出于再现性目的,下面提供了完全相同的数据和代码。
library(dplyr)
set.seed(132)
(data <- expand.grid(study = 1:1e3, outcome = rep(1:50,2)))
data$X <- rnorm(nrow(data))
e <- rnorm(nrow(data), 0, 2)
data$yi <- .8 +.6*data$X + e
dat <- data %>%
group_by(study) %>%
mutate(X_btw_study = mean(X), X_wthn_study = X-X_btw_study) %>%
group_by(outcome, .add = TRUE) %>%
mutate(X_btw_outcome = mean(X), X_wthn_outcome = X-X_btw_outcome) %>% ungroup()
round(cor(select(dat,-study,-outcome,-X,-yi)),3)
# X_btw_study X_wthn_study X_btw_outcome X_wthn_outcome
#X_btw_study 1.000 0.000 0.141 0.00
#X_wthn_study 0.000 1.000 0.698 0.71
#X_btw_outcome 0.141 0.698 1.000 0.00
#X_wthn_outcome 0.000 0.710 0.000 1.00
summary(lm(yi ~ 0 + X_btw_study + X_btw_outcome + X_wthn_study
+ X_wthn_outcome, data = dat))
#Coefficients: (1 not defined because of singularities)
# Estimate Std.
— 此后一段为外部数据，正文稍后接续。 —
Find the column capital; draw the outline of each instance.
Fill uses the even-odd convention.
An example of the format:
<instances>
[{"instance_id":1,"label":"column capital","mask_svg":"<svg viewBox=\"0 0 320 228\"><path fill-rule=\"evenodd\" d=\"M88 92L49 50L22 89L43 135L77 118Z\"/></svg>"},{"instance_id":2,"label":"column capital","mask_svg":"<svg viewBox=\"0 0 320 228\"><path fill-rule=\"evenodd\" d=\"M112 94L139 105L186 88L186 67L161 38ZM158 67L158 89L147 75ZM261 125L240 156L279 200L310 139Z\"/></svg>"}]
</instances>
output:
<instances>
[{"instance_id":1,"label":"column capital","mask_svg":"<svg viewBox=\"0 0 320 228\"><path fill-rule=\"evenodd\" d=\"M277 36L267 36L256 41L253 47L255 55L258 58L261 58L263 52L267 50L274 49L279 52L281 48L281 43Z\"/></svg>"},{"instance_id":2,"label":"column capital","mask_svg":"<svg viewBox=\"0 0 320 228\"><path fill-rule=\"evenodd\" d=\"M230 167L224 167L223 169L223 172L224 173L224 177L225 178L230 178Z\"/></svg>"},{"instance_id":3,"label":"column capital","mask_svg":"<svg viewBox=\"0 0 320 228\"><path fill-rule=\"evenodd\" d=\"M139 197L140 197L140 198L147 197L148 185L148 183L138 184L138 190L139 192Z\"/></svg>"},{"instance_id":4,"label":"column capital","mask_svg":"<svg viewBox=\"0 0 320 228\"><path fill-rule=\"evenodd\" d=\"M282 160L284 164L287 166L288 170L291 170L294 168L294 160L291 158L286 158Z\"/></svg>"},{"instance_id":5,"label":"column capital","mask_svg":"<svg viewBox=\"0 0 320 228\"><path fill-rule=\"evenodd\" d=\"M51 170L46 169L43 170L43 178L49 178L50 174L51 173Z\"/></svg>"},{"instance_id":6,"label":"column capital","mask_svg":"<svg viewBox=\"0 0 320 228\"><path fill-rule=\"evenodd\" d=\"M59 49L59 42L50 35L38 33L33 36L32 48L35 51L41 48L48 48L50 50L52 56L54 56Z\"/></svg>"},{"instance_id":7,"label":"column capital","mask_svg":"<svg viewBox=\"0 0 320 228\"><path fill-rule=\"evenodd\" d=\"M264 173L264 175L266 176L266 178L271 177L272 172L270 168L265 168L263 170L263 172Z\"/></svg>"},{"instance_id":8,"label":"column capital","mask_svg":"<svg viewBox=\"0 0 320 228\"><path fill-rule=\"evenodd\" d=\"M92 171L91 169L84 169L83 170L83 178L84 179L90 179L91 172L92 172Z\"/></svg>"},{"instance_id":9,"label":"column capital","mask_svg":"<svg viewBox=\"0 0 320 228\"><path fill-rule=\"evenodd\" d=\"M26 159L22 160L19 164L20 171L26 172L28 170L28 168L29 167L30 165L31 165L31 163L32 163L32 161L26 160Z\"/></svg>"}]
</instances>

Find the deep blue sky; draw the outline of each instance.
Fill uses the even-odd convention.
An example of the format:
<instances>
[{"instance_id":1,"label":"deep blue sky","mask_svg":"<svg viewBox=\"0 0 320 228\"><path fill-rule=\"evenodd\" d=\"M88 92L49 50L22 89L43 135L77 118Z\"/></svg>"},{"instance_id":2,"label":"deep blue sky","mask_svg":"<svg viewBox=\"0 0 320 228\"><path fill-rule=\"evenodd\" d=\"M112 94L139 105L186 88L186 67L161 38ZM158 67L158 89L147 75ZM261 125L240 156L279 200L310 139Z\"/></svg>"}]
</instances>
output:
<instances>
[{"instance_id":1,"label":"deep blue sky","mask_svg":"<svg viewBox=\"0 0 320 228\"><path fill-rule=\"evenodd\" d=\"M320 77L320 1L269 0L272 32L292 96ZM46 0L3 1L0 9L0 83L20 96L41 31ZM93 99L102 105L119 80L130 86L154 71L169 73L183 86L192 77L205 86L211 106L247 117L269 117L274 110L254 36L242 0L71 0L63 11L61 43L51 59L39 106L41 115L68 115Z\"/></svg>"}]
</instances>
Error t value Pr(>|t|)
#X_btw_study 0.524093 0.069610 7.529 5.15e-14 ***
#X_btw_outcome 0.014557 0.013694 1.063 0.288
#X_wthn_study 0.589517 0.009649 61.096 < 2e-16 ***
#X_wthn_outcome NA NA NA NA ## What's wrong with this variable
您构造了一个问题,其中 X_btw_study + X_btw_outcome + X_wthn_study 的三向组合完美地预测了 X_wthn_outcome:
lm(X_wthn_outcome ~ X_btw_study + X_btw_outcome + X_wthn_study , data = dat)
#------------------
Call:
lm(formula = X_wthn_outcome ~ X_btw_study + X_btw_outcome + X_wthn_study,
data = dat)
Coefficients:
(Intercept) X_btw_study X_btw_outcome X_wthn_study
1.165e-17 1.000e+00 -1.000e+00 1.000e+00
#--------------
summary( lm(X_wthn_outcome ~ X_btw_study + X_btw_outcome + X_wthn_study , data = dat) )
#---------------
Call:
lm(formula = X_wthn_outcome ~ X_btw_study + X_btw_outcome + X_wthn_study,
data = dat)
Residuals:
Min 1Q Median 3Q Max
-3.901e-14 -6.000e-17 0.000e+00 5.000e-17 3.195e-13
Coefficients:
Estimate Std. Error t value Pr(>|t|)
(Intercept) 1.165e-17 3.242e-18 3.594e+00 0.000326 ***
X_btw_study 1.000e+00 3.312e-17 3.020e+16 < 2e-16 ***
X_btw_outcome -1.000e+00 6.515e-18 -1.535e+17 < 2e-16 ***
X_wthn_study 1.000e+00 4.590e-18 2.178e+17 < 2e-16 ***
---
Signif. codes: 0 ‘***’ 0.001 ‘**’ 0.01 ‘*’ 0.05 ‘.’ 0.1 ‘ ’ 1
Residual standard error: 1.025e-15 on 99996 degrees of freedom
Multiple R-squared: 1, Adjusted R-squared: 1
F-statistic: 1.582e+34 on 3 and 99996 DF, p-value: < 2.2e-16
您的调整后 R^2 为 1,具有三个预测变量。所以多重共线性但不是双向共线性。 (R 抓住了你的把戏,不会让你逃脱这种“隐藏依赖关系”的 dplyr 游戏。)我认为如果你按顺序构建变量,依赖关系可能会更明显独立的步骤而不是管道链。